Martin Jean-luc Emile Morlot, Ph.D. Candidate 36th cycle, University of Trento, DICAM
Natural hazards are numerous in the Alps and the Trentino Alto-Adige. Heatwaves, cold waves, landslides, flooding, droughts, are just some of the hazards. Many of these happen to be interconnected, either by one causing another or being coupled. Such multi-hazard events are defined as cascading or compounded. To effectively mitigate compounded hazards, it is important to quantify them, understand their risks, vulnerabilities, exposures, impacts as well as to consider these hazards not only individually but in a grouped manner. This is because mitigating techniques for one hazard might lead to the increase of the impact of another. However, before the interconnection between the hazards can be established, it is important to study them individually and gain a better understanding of each one of them.
As a starting point, we have calculated, analysed, and discussed changes in the spatial temporal variability of these elements for the risks of Heat waves and Cold Waves for theTrentino-Alto Adige region for the past 4 decades by using a specific framework to quantify the hazards, its return periods, exposures, vulnerabilities, and risks. Trends were statistically tested, when possible, for every element calculated. Overall, statistically significant increasing trends were found for the heat waves’ hazard and exposure whereas those of cold waves were found to remain stagnant. Vulnerability was found to be decreasing throughout the region across the decades except for the region’s larger cities. Finally, the heat waves risks were confirmed to have an increasing significant trend for most of the region and cold waves risks are found have a decreasing significant trend for most of the region. One exception to this is the large cities where they are found to be increasing faster than the average for the case of heat waves risk and increasing for the case of cold waves risk.
To mitigate future hazards, it is also important to understand their future occurrence. With regards to this, historical and projection temperature and precipitation modelled data were obtained at two coarse different resolutions, at the global climate circulation model (GCM) scale and at the regional climate circulation model (RCM) scale. These sources were found to be at too coarse of a resolution to be used at the local level and hence a methodology was used to increase the resolution and found to give good goodness of fit results when comparing the historical modelled data to those of observation data.
Work with regards to the impact of temperatures on mortality is currently being conducted using observed temperatures and the projected temperatures. This is being done in order to analyze past mortality rates and projected rates, and whether an increase or decrease in mortality due to the changing temperatures can be expected.

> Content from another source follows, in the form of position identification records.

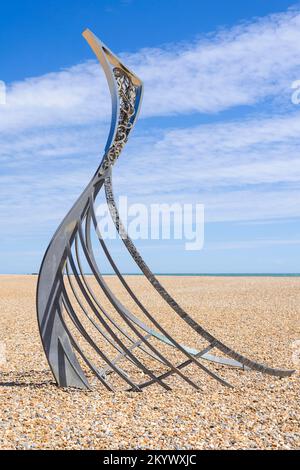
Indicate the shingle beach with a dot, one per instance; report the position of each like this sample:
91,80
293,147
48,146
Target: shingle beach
257,316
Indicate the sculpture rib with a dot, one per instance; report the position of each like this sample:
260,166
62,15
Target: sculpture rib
60,266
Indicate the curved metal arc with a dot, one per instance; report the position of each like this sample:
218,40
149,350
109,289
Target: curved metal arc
169,299
126,92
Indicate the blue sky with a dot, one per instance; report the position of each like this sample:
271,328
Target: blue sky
217,125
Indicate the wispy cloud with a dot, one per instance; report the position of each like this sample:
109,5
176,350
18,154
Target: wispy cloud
241,66
53,130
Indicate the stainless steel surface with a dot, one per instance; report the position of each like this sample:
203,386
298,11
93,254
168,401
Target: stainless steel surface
63,288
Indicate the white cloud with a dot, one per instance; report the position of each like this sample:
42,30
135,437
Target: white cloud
241,66
53,130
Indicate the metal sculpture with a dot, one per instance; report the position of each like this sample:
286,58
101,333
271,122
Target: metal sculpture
67,301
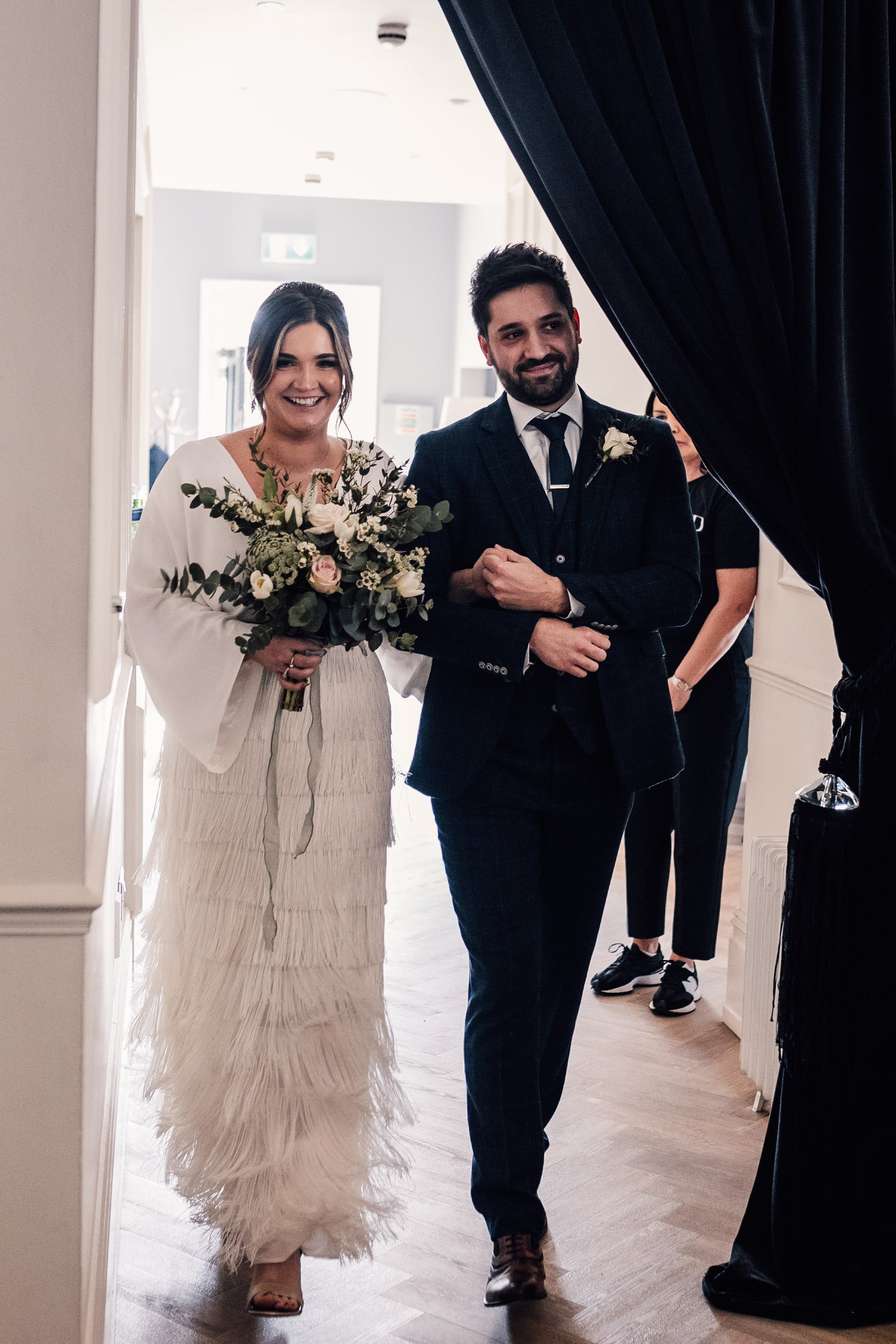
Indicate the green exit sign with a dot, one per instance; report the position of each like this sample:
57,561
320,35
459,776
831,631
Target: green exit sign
285,248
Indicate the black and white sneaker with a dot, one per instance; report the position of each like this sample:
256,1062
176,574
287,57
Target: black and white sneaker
630,969
679,991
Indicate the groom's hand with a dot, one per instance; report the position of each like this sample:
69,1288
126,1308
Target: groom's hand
577,649
519,585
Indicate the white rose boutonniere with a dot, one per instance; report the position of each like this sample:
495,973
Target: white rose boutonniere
615,445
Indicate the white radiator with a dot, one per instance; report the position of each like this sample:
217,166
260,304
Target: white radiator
758,1050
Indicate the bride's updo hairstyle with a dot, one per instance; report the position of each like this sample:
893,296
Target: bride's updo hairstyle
296,304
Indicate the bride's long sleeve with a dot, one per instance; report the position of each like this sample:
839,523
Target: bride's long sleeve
200,683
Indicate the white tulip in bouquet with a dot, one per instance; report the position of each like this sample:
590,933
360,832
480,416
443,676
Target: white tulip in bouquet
336,561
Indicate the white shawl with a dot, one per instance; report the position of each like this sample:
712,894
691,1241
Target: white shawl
200,683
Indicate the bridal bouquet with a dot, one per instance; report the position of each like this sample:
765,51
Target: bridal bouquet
339,561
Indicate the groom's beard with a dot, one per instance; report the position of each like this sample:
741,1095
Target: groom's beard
546,390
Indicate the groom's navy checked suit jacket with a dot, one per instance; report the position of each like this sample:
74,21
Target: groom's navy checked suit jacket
626,549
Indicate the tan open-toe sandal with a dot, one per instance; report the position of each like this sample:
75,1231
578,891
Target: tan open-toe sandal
276,1291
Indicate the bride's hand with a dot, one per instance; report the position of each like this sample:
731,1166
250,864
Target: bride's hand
304,654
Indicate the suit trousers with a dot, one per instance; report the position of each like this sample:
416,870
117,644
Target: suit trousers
698,807
528,853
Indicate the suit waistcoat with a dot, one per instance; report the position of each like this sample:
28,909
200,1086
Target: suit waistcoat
543,695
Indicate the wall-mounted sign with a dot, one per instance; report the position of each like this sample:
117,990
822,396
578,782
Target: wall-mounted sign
285,248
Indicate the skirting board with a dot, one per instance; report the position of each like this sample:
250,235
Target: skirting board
100,1288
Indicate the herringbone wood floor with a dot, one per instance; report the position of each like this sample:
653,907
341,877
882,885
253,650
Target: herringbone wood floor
650,1162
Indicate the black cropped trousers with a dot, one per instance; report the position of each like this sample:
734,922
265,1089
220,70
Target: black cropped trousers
696,808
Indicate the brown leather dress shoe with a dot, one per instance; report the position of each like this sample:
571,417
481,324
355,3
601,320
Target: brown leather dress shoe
516,1273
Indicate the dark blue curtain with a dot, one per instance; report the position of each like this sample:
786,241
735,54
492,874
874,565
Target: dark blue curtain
722,175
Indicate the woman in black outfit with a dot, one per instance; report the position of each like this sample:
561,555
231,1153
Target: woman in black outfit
709,689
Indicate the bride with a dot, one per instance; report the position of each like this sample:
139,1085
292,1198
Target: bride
262,1004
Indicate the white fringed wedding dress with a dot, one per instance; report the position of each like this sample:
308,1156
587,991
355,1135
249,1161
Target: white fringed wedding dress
262,1003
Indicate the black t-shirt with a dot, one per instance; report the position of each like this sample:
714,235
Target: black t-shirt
728,539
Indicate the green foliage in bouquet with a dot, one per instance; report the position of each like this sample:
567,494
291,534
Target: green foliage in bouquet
336,561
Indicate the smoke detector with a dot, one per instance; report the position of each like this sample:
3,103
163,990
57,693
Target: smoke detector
391,34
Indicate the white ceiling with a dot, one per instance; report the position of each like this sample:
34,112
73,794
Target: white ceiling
242,98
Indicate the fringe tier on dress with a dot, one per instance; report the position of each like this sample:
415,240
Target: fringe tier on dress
262,1003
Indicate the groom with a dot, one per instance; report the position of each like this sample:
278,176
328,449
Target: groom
547,706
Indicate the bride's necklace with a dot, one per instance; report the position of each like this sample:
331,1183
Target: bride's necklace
296,483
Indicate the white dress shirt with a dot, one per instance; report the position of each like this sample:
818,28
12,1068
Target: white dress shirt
537,447
537,444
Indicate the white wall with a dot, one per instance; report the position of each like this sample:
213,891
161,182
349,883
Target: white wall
49,113
65,72
409,251
481,229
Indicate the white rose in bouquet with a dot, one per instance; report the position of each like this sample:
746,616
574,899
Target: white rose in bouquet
261,584
346,527
409,584
323,518
324,574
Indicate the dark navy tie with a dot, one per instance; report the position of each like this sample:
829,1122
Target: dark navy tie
559,461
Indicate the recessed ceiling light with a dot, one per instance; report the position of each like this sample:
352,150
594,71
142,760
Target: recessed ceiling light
391,34
358,93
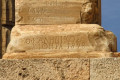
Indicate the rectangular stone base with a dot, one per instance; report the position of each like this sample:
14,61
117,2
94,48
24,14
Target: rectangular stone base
60,69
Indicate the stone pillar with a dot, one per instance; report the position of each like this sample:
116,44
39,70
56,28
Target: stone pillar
7,21
0,29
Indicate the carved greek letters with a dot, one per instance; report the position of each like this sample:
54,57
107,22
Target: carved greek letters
55,42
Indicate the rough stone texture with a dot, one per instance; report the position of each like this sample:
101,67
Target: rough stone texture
3,18
45,69
105,69
31,55
5,39
0,29
8,12
60,38
58,11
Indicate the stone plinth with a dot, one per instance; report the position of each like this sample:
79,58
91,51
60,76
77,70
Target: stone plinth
58,11
37,55
8,12
60,69
61,38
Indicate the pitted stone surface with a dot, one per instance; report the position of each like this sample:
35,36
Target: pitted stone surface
60,38
105,69
37,55
58,11
45,69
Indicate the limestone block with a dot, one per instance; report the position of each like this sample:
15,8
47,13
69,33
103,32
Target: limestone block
35,55
58,11
5,39
8,12
3,5
11,7
45,69
59,38
105,69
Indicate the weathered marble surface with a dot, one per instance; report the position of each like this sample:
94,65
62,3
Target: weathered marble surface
58,11
37,55
8,12
45,69
5,39
61,38
105,69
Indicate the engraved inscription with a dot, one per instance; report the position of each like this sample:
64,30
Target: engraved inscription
55,42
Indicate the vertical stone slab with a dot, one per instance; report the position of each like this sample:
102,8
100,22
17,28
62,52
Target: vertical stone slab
45,69
58,12
11,11
5,39
8,12
105,69
3,18
0,28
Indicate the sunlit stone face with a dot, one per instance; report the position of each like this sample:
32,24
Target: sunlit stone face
57,11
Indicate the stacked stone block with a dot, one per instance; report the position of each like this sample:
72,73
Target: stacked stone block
7,21
59,40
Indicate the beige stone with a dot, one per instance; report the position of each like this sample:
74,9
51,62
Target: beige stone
59,38
33,55
11,7
8,12
105,69
3,18
45,69
58,11
5,39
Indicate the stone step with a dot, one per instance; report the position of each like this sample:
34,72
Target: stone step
37,55
60,69
58,11
8,12
61,38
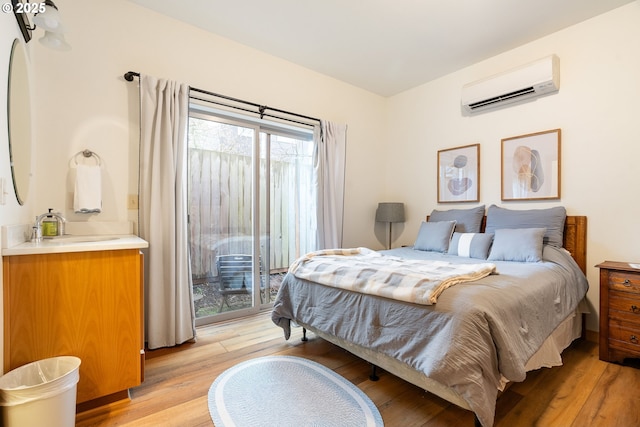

Work on droughts and floods modelling is also underway. To perform the modelling of floods and droughts, an adapted water resource framework is being used. Currently the framework is being calibrated within the Trentino Alto-Adige region against observations datasets. The goal is to analyze drought and floods occurrence with respect to observed data, as well as future data obtained of the GCM and RCM and model floods and droughts past and future impacts.